I continue to wear my wedding ring all the time, I haven't quite reached the point where I want to take it off yet. I am still the "single wife" of the poem, married and yet free. 

I am still learning but hope I can pass on the wisdom I have acquired and support the next unfortunate person who has to tread this path. Because there will always be those who follow and have to learn for themselves what it really means to grieve.

 

Learning to Grieve


No one gives you lessons
On "how to live your life"
How to cope with loss
When you become a single wife

No one has the answers
To mend a broken heart
There’s no secret knitting pattern
To stitch what’s torn apart

No one knows the depth
Of sorrow you can reach
It’s not a subject that you learn
Or something you can teach

No one else remembers now
All the memories that you hold
Those hushed night-time whisperings
Shared treasures of pure gold

No one truly understands
The guilt that still remains
The hurtful words and silences
You can’t take away their pain

No one ever tells you
That "all in life is fair"
Grief is mine and grief is yours
And some parts we can’t share

No one said it would be easy
That would be a mortal lie
Some moments there are laughter
Then all you can do is cry

No one can ever make this stop
By a kind word of phrase
A bit of comfort here and there
Will get you through these days

No one could give you lessons
On how to grieve a life
With baby steps you’ll learn your way
To be a single wife

Thursday, 2 February 2012

Another bump in the road

I've just found what I wrote a year ago (pre-birthday blues) - it is so depressing, I really hate the first few days of February when I'm waiting with dread for my birthday to arrive.

I was so ANGRY then but I don't think I realised at the time. It's only now reading back over old posts that I can see it so clearly.

I don't feel in a much better place now, I've been fighting with the boys over homework and tidying up.

"You're not the tidiest person." retorted oldest son and it is so true.

There are many untidy corners in this house and still I am here typing, unsure if I will ever let you read it.

I share so much and maybe I give away more than I intend.

Do you see through me? How thin is my veneer of bravado?
Being a single parent is the toughest job I've ever had and having 2 children pulling in different directions leaves me frazzled.

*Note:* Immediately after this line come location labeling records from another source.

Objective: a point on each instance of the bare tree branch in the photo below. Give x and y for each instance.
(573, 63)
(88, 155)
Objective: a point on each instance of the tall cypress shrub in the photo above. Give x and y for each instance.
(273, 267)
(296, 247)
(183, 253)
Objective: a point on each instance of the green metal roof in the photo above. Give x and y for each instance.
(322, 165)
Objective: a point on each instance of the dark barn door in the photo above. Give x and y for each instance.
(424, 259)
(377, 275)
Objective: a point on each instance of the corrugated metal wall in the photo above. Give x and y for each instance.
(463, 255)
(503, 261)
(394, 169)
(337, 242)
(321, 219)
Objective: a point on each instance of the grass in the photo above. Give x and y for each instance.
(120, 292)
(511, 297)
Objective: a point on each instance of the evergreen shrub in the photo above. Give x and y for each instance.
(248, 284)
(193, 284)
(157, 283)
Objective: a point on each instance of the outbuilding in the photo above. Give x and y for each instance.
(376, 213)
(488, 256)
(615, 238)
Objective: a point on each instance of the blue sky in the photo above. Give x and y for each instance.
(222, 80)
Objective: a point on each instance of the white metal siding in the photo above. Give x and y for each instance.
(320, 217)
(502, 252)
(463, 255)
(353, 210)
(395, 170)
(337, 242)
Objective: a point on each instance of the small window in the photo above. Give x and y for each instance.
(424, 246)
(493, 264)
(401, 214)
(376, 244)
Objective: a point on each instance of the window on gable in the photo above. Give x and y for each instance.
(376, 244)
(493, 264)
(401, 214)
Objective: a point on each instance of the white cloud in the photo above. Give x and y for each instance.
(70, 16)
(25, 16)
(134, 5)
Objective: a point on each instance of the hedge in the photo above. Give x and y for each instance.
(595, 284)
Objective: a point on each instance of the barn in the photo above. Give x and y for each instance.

Andrew never wanted more than two, "one for each hand," he said.

Or one each to pacify if there are two of you.

This is when I miss him most.  This is when I need another grown up point of view. Two against one just isn't fair!

We are all tired tonight, we've had some late nights recently, youngest son slipping into my bed and then chatting to big brother when he passes through the bedroom for his shower.  I love to hear them, hoping they will always be there for each other, always close.

Not this evening, too many recriminations and arguments over who could sit at the kitchen table to do their homework. So it's an early night all round - tomorrow is another day, hopefully a brighter one with a lot more laughter and a lot less tears.

Just another blip, another bump in the road that is family life. Every family is the same however the set up, it is never easy but ultimately so rewarding.